Healthcare AI is changing quickly. There are many bold claims and flashy demos on the market because of advances in generative models, predictive analytics, and autonomous systems. But putting things into practice in the real world, especially in the life sciences, is anything but easy.
These days, pharma leaders aren’t buying hype; they’re buying results.
Chief Digital Officers, CIOs, and Regulatory Heads are no longer in the novelty phase. They’ve seen the product demos, heard the promises, and watched a lot of pilots stop working after the demo stage. What they need now are platforms that work in the real world, across borders, on a large scale, and with government oversight.
In life sciences, compliance, safety, and scalability aren’t just features; they’re things that have to be there.
For AI to go from being a novelty to actually changing how businesses work, platforms need to show that they can work in regulated environments, with sensitive data, and with built-in human accountability.
In the pharmaceutical industry, it’s not enough to know what AI can do; you also need to know what it can do safely, reliably, and responsibly.
This blog lists the most important things that CIOs need to think about before buying or expanding AI tools for use in healthcare and pharmaceuticals.
1. Define the Use Case with Surgical Precision
Start with the problem, not the technology.
Ask: Which part of the business do we want to make better?
What is the current cost or lack of efficiency?
Is AI the best option, or is regular automation enough?
Some examples of well-defined use cases are:
- Sorting through incoming MedInfo requests
- Making drafts of medical content automatically
- Information about the feasibility of trials
- Don’t give vague orders like “add GenAI to all HCP engagement.” Accuracy wins.
2. Check to see if AI is ready: data, people, and process
Your company needs the following before any AI model can be useful:
Clean data: Structured, free of duplicates, labelled, and compliant
People who have been trained: People who work in Med Affairs, Safety, and Regulatory need to know how to use AI.
Processes that are in sync: AI needs to work with tested workflows.
Before choosing a vendor, use a readiness scorecard. A 30-day AI readiness audit is often the first thing that Newpage clients do.
3. Look at the platform, not just the model
Look at the features of the platform around you:
Does it let people keep an eye on things?
Can you track and check prompts and outputs?
Can it use RAG (Retrieval-Augmented Generation) to base answers on approved content?
Does it protect your IP and keep your data separate?
It’s advantageous if it integrates seamlessly with your CRM, such as Salesforce Health Cloud, Veeva, etc.
4. Compliance comes first, AI that is used in controlled settings must:
Support versioning and audit trails
Limit access based on roles and areas
Keep track of every AI-generated decision or content draft
Follow the rules set by GxP, HIPAA, and GDPR.
Ensure that your vendor can provide you with validation documents, or collaborate with partners like Newpage who can add that layer.
5. The Total Cost of Ownership (TCO)
There are many different ways to set prices for AI:
- Pay-per-query (LLMs through APIs)
- Licenses for seats (like copilots)
- Enterprise licenses with set limits on use
Don’t forget about hidden costs:
Quick engineering and fine-tuning
Tagging and checking content
Management of training and change
Pick scalable models based on how much you think you’ll need and how important it is.
6. Managing change is key to ROI
AI doesn’t just work right away. Without these things, even the best tools will fail:
Stakeholder buy-in, especially from Medical and Compliance
Training that makes it clear what AI can and can’t do
Metrics for adoption (usage, accuracy, impact)
Make an enablement plan right away. Before going live, we do AI onboarding sprints with domain teams at Newpage.
7. Build AI That’s Responsible by Design
At Newpage, every AI onboarding sprint starts with domain teams, not just data scientists. Before anything goes live, we work with stakeholders to align on what responsibility looks like in practice.
What you should be asking your AI vendors:
- How do you detect and mitigate bias?
- What safeguards are in place for model drift?
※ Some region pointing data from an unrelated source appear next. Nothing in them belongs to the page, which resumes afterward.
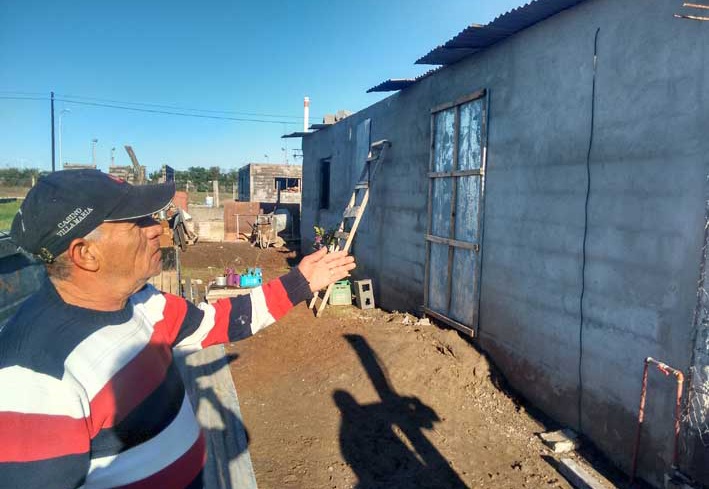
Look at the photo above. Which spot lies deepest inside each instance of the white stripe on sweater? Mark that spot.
(260, 317)
(147, 458)
(87, 361)
(27, 391)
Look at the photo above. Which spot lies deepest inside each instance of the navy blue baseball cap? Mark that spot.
(69, 204)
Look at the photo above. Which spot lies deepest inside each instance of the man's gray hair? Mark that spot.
(60, 268)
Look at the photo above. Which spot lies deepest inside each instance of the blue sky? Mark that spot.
(256, 57)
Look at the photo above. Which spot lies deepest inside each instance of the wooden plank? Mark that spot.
(189, 294)
(462, 100)
(457, 173)
(450, 242)
(216, 294)
(454, 200)
(429, 221)
(450, 322)
(481, 215)
(212, 394)
(351, 211)
(690, 17)
(578, 476)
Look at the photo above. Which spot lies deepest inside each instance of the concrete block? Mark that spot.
(580, 477)
(364, 294)
(561, 441)
(210, 231)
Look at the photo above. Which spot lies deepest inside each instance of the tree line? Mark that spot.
(195, 178)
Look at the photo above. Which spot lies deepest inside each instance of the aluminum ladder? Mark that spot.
(352, 215)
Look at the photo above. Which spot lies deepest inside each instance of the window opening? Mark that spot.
(324, 184)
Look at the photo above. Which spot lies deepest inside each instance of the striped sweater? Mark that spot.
(93, 400)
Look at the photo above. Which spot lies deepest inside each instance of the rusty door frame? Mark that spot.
(452, 243)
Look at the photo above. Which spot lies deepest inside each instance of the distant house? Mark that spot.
(126, 173)
(546, 191)
(77, 166)
(259, 182)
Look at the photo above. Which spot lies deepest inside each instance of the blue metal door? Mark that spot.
(455, 211)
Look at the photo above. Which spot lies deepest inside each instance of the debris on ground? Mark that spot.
(370, 399)
(560, 441)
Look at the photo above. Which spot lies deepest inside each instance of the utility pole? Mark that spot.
(93, 151)
(52, 104)
(61, 115)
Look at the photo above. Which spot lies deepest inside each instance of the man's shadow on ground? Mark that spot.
(372, 435)
(226, 436)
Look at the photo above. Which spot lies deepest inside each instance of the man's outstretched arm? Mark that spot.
(189, 327)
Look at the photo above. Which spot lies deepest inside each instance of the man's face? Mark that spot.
(130, 251)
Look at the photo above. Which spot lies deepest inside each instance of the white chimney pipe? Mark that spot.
(306, 113)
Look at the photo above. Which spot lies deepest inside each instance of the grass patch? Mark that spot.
(7, 213)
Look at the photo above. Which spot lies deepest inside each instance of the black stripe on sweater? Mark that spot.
(240, 318)
(54, 473)
(191, 322)
(146, 420)
(297, 286)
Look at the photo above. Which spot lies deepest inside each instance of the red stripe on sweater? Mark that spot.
(132, 384)
(28, 437)
(179, 474)
(276, 299)
(220, 332)
(173, 315)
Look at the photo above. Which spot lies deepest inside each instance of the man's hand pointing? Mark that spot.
(321, 268)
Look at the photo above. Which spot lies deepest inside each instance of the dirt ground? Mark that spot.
(371, 399)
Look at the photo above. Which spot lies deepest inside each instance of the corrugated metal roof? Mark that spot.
(477, 37)
(394, 84)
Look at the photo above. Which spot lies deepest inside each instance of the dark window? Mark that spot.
(288, 184)
(324, 184)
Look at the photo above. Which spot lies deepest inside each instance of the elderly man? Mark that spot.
(90, 395)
- Can your system explain its decisions in plain language?
Push for transparency:
- What data was the model trained on?
- How is your data protected?
- What governance ensures ethical use?
Responsible AI isn’t a feature. It’s the foundation.
8. Don’t Choose Hype. Choose Domain.
AI in healthcare isn’t plug-and-play. Generic vendors often miss the mark when it comes to the complexities of regulated environments.
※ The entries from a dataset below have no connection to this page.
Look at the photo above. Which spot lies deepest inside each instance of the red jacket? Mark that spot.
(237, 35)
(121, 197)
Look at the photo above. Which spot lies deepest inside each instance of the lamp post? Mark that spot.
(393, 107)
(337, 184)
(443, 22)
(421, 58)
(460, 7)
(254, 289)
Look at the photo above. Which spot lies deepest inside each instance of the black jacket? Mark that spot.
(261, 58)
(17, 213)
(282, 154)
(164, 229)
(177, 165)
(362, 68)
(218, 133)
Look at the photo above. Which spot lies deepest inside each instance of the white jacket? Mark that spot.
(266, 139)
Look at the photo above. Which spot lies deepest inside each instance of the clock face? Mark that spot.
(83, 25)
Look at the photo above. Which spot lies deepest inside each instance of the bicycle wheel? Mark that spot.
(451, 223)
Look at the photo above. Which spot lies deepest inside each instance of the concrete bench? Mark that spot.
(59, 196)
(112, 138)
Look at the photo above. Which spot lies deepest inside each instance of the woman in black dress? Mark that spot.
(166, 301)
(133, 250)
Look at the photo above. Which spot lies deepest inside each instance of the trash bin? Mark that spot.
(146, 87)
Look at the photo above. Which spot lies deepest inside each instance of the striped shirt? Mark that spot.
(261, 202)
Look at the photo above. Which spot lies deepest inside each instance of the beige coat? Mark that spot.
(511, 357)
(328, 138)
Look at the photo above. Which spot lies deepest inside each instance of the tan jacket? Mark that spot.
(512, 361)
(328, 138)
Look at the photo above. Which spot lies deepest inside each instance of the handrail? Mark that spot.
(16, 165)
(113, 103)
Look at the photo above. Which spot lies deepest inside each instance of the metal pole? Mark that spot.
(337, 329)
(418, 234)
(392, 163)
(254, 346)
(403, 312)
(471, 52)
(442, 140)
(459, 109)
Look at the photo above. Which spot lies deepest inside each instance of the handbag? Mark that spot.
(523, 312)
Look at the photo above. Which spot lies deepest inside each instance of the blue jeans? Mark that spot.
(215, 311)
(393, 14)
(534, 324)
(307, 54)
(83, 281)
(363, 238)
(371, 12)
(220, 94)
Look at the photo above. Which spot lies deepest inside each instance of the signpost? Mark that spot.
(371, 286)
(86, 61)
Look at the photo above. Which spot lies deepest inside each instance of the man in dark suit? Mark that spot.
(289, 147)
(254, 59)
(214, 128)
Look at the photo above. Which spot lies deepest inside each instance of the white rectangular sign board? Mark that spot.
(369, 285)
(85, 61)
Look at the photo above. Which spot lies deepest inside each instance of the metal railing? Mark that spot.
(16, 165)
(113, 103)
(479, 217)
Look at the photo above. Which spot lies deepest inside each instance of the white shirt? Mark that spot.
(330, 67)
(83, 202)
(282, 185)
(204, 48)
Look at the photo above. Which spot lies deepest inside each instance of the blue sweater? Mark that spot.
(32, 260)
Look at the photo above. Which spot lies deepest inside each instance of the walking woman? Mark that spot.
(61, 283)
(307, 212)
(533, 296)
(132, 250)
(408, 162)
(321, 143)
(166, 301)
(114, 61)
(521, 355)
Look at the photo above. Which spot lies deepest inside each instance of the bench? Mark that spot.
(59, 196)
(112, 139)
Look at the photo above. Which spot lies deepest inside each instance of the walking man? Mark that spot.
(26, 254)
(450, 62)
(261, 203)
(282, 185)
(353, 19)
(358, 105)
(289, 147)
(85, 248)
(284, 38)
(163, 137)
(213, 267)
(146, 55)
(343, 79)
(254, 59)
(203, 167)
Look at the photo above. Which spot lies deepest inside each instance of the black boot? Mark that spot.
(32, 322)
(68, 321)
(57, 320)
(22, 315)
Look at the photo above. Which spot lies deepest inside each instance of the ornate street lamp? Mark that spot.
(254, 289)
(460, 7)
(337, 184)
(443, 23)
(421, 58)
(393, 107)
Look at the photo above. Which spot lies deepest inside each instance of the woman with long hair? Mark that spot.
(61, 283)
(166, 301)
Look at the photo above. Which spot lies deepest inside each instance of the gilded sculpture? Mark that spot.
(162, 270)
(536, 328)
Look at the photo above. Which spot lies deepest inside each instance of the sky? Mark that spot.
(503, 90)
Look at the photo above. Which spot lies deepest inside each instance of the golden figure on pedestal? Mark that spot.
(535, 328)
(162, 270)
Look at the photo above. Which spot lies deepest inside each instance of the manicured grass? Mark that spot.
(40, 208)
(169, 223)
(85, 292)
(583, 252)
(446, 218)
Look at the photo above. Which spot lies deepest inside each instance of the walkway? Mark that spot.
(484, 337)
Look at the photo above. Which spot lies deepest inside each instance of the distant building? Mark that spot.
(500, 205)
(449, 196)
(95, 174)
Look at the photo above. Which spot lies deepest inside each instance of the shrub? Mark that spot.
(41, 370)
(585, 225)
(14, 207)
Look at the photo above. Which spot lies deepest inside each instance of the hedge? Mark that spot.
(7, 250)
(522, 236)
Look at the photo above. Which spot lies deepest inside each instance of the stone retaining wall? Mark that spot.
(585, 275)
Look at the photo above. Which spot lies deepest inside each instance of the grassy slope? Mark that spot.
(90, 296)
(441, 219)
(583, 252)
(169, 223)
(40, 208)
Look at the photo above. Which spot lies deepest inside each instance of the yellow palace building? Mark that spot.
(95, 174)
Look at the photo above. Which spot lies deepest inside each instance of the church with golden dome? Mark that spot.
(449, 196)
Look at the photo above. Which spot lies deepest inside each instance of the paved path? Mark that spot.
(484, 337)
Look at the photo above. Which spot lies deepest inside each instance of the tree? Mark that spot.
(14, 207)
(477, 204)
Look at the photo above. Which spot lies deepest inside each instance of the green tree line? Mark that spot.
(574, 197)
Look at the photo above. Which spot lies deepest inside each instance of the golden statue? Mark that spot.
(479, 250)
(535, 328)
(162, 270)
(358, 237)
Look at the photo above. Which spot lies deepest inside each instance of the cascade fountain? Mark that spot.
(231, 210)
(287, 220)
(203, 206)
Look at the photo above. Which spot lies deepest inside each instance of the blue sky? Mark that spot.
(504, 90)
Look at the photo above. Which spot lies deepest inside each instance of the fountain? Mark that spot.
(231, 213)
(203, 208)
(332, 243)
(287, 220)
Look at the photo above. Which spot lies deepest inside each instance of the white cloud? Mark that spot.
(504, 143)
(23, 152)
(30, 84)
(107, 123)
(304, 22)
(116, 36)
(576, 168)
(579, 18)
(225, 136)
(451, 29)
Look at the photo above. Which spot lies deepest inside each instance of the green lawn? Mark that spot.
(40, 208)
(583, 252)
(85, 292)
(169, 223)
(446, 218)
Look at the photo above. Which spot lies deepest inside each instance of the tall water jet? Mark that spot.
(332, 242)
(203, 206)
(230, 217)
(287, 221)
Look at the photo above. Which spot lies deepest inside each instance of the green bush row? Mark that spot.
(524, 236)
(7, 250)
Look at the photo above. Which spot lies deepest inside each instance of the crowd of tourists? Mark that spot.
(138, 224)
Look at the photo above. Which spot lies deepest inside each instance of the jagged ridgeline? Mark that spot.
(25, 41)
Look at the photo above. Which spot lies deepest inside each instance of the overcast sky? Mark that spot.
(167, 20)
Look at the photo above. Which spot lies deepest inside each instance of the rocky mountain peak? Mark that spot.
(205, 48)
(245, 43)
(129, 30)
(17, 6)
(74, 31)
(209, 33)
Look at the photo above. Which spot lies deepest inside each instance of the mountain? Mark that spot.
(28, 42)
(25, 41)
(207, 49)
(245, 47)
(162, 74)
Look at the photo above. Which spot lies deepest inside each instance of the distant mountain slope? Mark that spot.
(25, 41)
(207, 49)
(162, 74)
Here’s what to look for instead:
- Real-world life sciences or healthcare use cases
- Domain-specific models, ontologies, or vocabularies
- Validation workflows that meet pharma-grade standards
Or better yet, choose partners like Newpage who build AI that’s compliant, contextual, and truly useful.
The Bottom Line: AI in Healthcare Is a System, Not a Tool
AI done right isn’t just a quick win. It’s a reliable, scalable layer in your operating system.
When embedded thoughtfully, AI doesn’t just cut costs. It accelerates delivery, improves safety, and sharpens strategy.
Newpage helps CIOs and CTOs in life sciences find, test, and use AI that is right for their mission, not just the moment.